African governments should urgently adopt plans to redress the right to education for millions of students who are at risk of not returning to school once schools reopen for in-person teaching, as well as those who aged out of compulsory education during the pandemic. They should also ensure that primary and secondary education are fully free, guarantee quality, inclusive education to children with disabilities, strengthen public education systems, and ensure adequate investment and resources for education.

The African Union should also press governments to urgently adopt laws and policies that encourage girls to stay in school, and stop banning pregnant girls from continuing with their education and succeeding academically, Human Rights Watch said.

In response to the increase in poverty during the Covid-19 pandemic, governments should provide cash allowances to families who need them. Governments should ensure that schools do not charge any fees or expect family contributions and follow up with children most at-risk of dropping out to ensure that they return to school.

All African Union countries should endorse the Safe Schools Declaration, an intergovernmental commitment to strengthen the prevention of, and response to, attacks on students, teachers, schools, and universities during wartime. Although 30 African countries have endorsed the declaration – and have been leaders in implementing its commitments over the past year, children, teachers and schools are under attack, including in Burkina Faso, Cameroon, the Democratic Republic of Congo, Ethiopia, and Nigeria.

The ongoing fighting in Ethiopia’s Tigray region is depriving many children of an education, with all parties to the conflict using schools as military bases, and soldiers damaging schools, destroying classrooms, and taking away learning equipment, Human Rights Watch found. In Nigeria, schools and schoolchildren are the target of high-profile attacks and abductions by armed groups, including insurgency groups like Boko Haram.

The African Union should continue its call on member states to ensure that children are safe from attacks against education and restrict the use of schools for military purposes, Human Rights Watch said.

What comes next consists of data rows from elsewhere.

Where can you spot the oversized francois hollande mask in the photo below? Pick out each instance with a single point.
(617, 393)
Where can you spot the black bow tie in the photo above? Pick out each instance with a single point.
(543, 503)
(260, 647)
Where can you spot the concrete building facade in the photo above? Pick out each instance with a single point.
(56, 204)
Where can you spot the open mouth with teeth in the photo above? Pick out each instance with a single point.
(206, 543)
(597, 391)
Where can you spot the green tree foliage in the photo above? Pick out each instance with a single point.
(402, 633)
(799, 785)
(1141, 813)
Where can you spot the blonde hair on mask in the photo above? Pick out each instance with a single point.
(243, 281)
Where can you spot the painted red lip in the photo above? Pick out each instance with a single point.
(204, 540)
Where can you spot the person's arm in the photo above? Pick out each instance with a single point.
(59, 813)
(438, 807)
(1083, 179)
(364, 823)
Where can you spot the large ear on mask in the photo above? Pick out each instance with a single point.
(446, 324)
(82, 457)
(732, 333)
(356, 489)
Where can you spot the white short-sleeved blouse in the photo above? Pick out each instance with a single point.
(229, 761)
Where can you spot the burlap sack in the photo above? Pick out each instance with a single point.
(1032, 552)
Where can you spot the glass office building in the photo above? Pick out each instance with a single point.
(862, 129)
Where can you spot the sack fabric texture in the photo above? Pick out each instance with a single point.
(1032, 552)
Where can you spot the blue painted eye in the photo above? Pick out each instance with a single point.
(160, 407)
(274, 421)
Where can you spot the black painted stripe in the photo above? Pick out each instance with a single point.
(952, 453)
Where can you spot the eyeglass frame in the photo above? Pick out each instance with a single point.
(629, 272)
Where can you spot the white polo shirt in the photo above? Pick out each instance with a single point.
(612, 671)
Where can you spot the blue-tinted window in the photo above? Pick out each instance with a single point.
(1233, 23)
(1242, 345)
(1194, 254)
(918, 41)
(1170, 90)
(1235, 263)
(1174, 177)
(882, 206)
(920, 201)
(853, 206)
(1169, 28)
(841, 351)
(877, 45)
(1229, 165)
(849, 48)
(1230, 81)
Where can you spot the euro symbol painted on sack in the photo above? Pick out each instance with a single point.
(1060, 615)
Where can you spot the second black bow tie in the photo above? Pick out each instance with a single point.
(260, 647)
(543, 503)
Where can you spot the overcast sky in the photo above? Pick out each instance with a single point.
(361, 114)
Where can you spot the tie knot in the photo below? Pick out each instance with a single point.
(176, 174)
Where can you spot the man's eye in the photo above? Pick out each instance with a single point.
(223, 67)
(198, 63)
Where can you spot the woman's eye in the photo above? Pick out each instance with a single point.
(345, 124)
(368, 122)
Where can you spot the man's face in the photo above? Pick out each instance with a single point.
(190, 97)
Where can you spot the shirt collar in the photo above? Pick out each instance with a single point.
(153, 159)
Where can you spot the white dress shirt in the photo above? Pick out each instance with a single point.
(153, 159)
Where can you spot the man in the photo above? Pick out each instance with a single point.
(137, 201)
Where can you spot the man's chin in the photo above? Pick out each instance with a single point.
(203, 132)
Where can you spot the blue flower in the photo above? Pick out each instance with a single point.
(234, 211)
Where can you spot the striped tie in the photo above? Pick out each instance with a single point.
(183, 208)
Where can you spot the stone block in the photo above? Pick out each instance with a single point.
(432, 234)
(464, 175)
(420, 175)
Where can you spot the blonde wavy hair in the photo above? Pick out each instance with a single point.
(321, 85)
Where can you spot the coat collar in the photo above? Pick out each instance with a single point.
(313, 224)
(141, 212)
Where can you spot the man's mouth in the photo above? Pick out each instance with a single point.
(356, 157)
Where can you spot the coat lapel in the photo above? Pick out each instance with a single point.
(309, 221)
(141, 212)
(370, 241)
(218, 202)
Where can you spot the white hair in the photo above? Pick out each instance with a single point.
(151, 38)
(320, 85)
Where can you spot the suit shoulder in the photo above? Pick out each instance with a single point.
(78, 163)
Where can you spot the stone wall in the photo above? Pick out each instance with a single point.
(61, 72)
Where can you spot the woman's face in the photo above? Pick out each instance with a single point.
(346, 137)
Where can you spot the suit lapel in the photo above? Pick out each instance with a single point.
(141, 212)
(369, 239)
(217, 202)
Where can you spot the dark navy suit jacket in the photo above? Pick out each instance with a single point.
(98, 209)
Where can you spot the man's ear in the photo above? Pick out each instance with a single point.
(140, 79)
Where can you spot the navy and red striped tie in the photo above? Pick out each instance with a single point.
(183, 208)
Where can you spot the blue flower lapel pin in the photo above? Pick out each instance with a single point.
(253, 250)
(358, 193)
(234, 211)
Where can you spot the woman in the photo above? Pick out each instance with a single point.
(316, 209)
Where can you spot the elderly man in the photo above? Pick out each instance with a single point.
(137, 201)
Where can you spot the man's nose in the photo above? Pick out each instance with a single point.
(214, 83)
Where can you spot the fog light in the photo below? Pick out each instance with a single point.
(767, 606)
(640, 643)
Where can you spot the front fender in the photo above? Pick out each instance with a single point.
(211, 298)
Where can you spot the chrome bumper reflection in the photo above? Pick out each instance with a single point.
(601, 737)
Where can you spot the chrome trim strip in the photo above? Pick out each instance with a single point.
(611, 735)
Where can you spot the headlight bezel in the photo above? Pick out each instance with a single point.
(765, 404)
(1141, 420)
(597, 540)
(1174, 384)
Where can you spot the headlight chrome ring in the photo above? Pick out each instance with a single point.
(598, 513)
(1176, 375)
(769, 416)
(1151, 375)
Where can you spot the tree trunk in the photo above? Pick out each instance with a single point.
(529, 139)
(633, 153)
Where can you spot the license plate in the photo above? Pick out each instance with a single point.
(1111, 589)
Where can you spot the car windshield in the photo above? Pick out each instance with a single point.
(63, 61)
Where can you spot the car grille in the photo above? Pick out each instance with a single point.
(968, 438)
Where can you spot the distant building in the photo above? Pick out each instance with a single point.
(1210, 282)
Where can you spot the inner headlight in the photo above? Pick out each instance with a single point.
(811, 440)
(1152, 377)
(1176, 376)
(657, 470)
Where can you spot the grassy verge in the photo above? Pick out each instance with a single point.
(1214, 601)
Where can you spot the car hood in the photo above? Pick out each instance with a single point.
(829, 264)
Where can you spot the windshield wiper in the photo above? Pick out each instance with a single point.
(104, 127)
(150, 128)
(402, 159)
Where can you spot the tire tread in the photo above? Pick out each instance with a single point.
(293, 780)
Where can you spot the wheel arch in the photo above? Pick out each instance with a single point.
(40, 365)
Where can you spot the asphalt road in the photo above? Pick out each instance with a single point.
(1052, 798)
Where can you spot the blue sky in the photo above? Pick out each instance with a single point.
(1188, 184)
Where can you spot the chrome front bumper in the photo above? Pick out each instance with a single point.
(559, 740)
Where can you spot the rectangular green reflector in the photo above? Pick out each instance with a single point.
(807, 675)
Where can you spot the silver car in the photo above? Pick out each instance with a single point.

“To achieve the AU’s Agenda 2040, the African Union should ensure that all African children have access to a good quality education, and that they are safe from violence, exploitation, or discrimination in any context,” Kaneza Nantulya said. “African governments should ensure that children are front and center in their pandemic recovery plans, prioritizing education, and urgently tackling longstanding problems in public education systems caused by the absence of legal frameworks, and inadequate policies and resources.”

Further information
Human Rights Watch research in African countries includes reports on barriers to primary and secondary education; privatization of education in Uganda; child marriage in Malawi, South Sudan, Tanzania, and Zimbabwe; school-related sexual and gender-based violence in Senegal; corporal punishment in Tanzania; discrimination against children with disabilities in South Africa and children with albinism in Tanzania and Mozambique; discrimination against pregnant students and adolescent mothers; child labor in Tanzania, Ghana, and Uganda; the forced begging and exploitation of children by Quranic teachers in Senegal; the impact of lead contamination in Zambia; child soldiers and children accused of being part of terrorist groups in Nigeria; attacks on education and military occupation of schools; and forced military training of secondary school students in Eritrea, among others.